By: Eddie Weekley [baller7345]
I know this isn’t going to be the most popular argument, but hear me out. The 46 defense is not 4 defensive linemen and 6 LBs as is commonly thought by the public but instead the 46 is called the 46 due to guy named Doug Plank. He was the Bears starting Strong Safety and just happen to wear the number 46. The 46 is just a play on the 4-3 with 8 men in the box and 6 men on the line. The 46 defense was and still is based on getting pressure on the QB, namely through sending as many Cover 0 blitzes as one can possibly send. When you don’t send 6 its typically because you are sending more than 6. In its heyday this was an extraordinary concept. Since the passing game was still vertically based it allowed the Bears of the mid 80’s to go on a defensive onslaught that has never been replicated. It caused teams to pull their QBs due to both injury and bad play, and at one point Buddy Ryan’s 46 defense knocked out 9 starting QBs over the course of a season when he was coaching the Houston Oiler’s defense.
So with all that praise why would I be arguing for it to be removed? To put it simply the defense is antiquated now, teams still want to get pressure but they do so in more conservative ways (Fire Zone Blitzes). Why is that, what changed from the mid 80’s to the late 80’s? The 46 met its end the moment the West Coast offense was born in Cincinnati. The offense that Bill Walsh developed to take advantage of his talent problem while coaching the Bengals spelled doom to the 46’s grip over the NFL for one reason. The offense revolved around a quick hitting, timing based passing game which simply negated the pressure that the 46 was trying to bring. Teams could send 6 all day, but it wouldn’t matter because the ball was out before anyone could get home. When you rely on defenders pressed so close to the line to defend timing routes and other man beating concepts (such as Walsh’s Flanker Drive) you have to be perfect and if you aren’t you are going to pay.
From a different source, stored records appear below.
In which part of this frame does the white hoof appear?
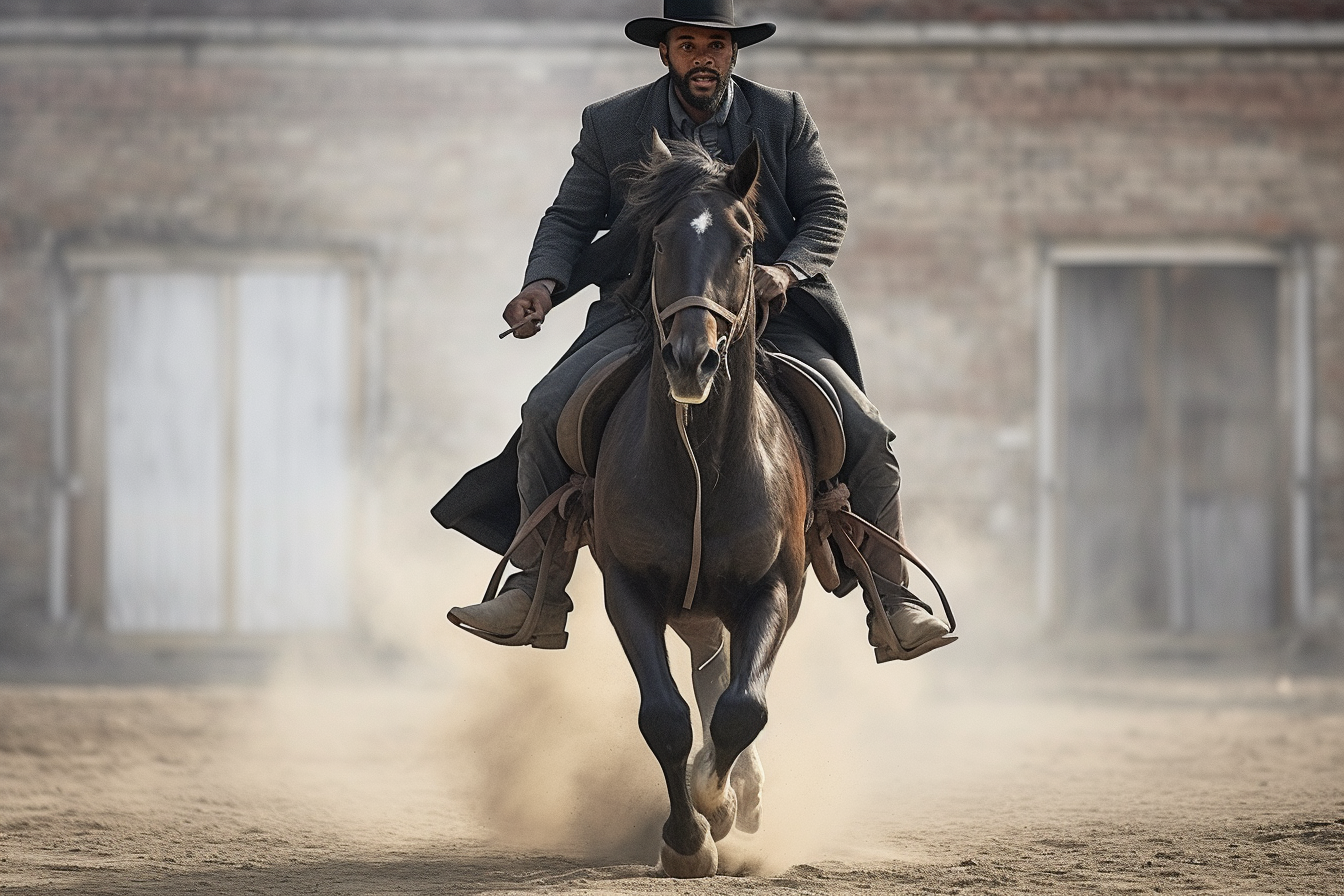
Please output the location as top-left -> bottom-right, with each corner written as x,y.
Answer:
663,815 -> 719,877
728,746 -> 765,834
691,744 -> 738,840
The West Coast offense may have killed the 46 defense as a base defense in the NFL, but for whatever reason Madden continues to offer it s an option to players. Thanks in part to the Speed Package it has remained a fan favorite, but I am here to argue that we should let it go. Instead of praising EA for including a defense that has become regulated as a change of pace formation, we ask for it to be removed from the game in place of some more modern defenses. The 46’s situation only gets worse as more spread offensive concepts creep into the NFL and that doesn’t look like it is going to change any time soon.
In this age of spread offenses where teams scatter up to 5 receiving threats all over the field, and take advantage of every mismatch and structural weaknesses that a defense has, Nickel defense is quickly becoming the base defense of the NFL. Yet when you look at the playbooks that teams have in the game it is largely ignored as no team has a true set of nickel defensive fronts, and are usually are stuck with 2-4 nickel formations that don’t always mesh with one another. So why not add a 3-3-5 playbook or perhaps a 4-2-5 book in order to better represent how teams are using their personnel in today’s NFL. Instead of clinging to an antiquated defense that will more than likely never rise from the its grave, EA should build on the nickel sub packages they have in place and make them more complete aspects of a team’s defense. With some teams sitting in their nickel personnel over 70% of their defensive snaps it is almost unthinkable that EA would continue to ignore the importance of Nickel defense. However, year in and year out we get an antiquated 46 book while they ignore the growing trends of the NFL. Now it’s true that nobody in the NFL runs a 3-3-5 as a base but on the other side of that nobody in the NFL still runs a full on 46 so if you are going to force an unused base defense on us it may as well be the one that is more applicable in today’s NFL game.